Pourquoi la mastication est-elle essentielle pour le chien ?


Bien plus qu’une simple activité de loisir ou un réflexe anodin, le besoin de mastiquer répond chez le chien à une véritable nécessité physiologique, comportementale et psychologique. Que votre compagnon soit un chiot en plein développement, un adulte sportif ou un senior paisible, la mastication impacte au quotidien sa santé bucco-dentaire, son équilibre émotionnel et son comportement à la maison.
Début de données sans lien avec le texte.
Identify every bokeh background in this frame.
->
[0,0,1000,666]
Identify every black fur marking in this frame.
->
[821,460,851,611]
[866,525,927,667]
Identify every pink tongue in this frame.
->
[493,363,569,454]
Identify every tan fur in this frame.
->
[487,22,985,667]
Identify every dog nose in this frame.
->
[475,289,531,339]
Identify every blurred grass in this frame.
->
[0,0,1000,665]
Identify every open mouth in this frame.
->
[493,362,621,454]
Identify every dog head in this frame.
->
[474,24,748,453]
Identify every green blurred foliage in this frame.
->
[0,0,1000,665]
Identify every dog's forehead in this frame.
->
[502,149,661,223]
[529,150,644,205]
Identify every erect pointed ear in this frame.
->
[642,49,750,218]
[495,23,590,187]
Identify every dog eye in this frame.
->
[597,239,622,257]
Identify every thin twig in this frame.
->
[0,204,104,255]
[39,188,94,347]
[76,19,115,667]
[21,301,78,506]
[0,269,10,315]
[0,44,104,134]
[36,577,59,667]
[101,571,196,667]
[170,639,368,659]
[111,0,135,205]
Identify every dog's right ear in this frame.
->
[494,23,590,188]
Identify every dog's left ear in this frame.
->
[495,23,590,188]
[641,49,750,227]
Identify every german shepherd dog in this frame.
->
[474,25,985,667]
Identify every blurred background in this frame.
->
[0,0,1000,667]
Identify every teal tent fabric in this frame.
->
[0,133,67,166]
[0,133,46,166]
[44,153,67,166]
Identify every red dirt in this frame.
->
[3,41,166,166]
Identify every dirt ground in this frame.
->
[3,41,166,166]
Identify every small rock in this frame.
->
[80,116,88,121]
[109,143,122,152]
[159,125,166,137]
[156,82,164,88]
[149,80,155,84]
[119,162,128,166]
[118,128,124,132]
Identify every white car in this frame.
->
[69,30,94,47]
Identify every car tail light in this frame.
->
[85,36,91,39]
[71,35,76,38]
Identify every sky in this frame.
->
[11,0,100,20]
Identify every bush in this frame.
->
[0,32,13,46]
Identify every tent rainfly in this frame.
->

Mais pourquoi les chiens éprouvent-ils ce besoin souvent irrépressible de mâchonner, ronger, broyer et explorer le monde avec leur bouche ? Mieux comprendre l’origine et les effets de la mastication, c’est aussi mieux choisir les alternatives à lui proposer pour protéger ses dents… et vos chaussures !


Les fondements naturels du besoin de mastication


  • Un comportement hérité du loup : Dans la nature, la « prise alimentaire » implique la déchirure de la peau, des muscles, la rupture des os. La mastication intense permet de dégager la nourriture, d’occuper l’animal de longues heures tout en stimulant son intelligence et sa patience.
  • Défoulement et gestion du stress : La mastication libère des endorphines, hormones du bien-être et de l’apaisement. Un chien qui mastique se calme, s’occupe et décharge ses tensions. Cela peut contribuer à prévenir certains troubles (destructions, aboiements, agitation…)
  • Entretien dentaire vital : L’action mécanique de frotter, croquer et broyer retire naturellement la plaque dentaire, prévient le tartre et les mauvaises odeurs. C’est un geste d’hygiène autant que de plaisir.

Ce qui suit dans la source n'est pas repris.